M. Bertrand Delanoë s'est interrogé sur les relations entre les Etats de la Caraïbe et l'Union européenne et sur l'opportunité que présentait l'AEC pour permettre aux populations de la région d'obtenir une plus grande reconnaissance de la part des instances communautaires. Pour Mme Lucette Michaux-Chevry, la France devait jouer la carte de l'Europe pour développer son influence dans le bassin Caraïbe. Elle a rappelé que les DFA conféraient à l'Europe sa véritable dimension maritime et lui donnaient notamment une "fenêtre" sur la région Caraïbe.
Le rapporteur a alors précisé à M. Xavier de Villepin, président, que le financement de l'Association reposait sur un budget doté de 1,5 million de dollars, ainsi que sur des programmes spécifiques de financement. Elle a souligné également l'importance du fonds interministériel français pour les Caraïbes dont la contribution s'élevait à près de 7 millions de francs.
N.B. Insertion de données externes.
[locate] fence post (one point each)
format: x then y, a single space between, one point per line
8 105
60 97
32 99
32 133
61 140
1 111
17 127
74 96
M. Xavier de Villepin, président, s'est interrogé sur la place des Caraïbes entre les deux vastes zones de libre-échange représentées par l'ALENA et le Mercosur. Après avoir souligné les antagonismes qui traversaient l'ensemble du continent américain, Mme Lucette Michaux-Chevry a observé que le Brésil, comme l'Argentine, avaient exprimé le souci de se rapprocher de la structure mise en place dans le bassin de la Caraïbe. Elle a estimé que l'Amérique ne constituerait pas un marché commun unifié car les pays d'Amérique Latine se montraient soucieux de préserver leurs racines culturelles et de conserver notamment une entière souveraineté linguistique.
M. Charles-Henri de Cossé-Brissac s'est alors demandé si le Canada francophone ne constituait pas un relais pour l'influence des Etats-Unis dans la région. Mme Lucette Michaux-Chevry lui a répondu que le Canada conduisait vis-à-vis des pays de l'AEC une politique avant tout conforme à ses propres intérêts. Elle a souligné l'importance de la relation franco-canadienne et relevé la présence d' associations franco-canadiennes en Guadeloupe, en Guyane et en Martinique, tout en soulignant que les trois départements accueillaient un grand nombre de touristes canadiens. M. Xavier de Villepin, président, a ajouté que le Canada, à l'instar des pays de l'Union européenne, s'était opposé à la loi Helms-Burton adoptée par le Congrès des Etats-Unis et qui visait à renforcer l'embargo contre Cuba. Le Canada comme le Mexique, qui font plus de 80 % de leurs échanges avec les Etats-Unis, apparaissaient, d'après M. Xavier de Villepin, très sensibles aux risques d'une hégémonie américaine.
La commission a alors approuvé les deux projets de loi qui lui étaient soumis.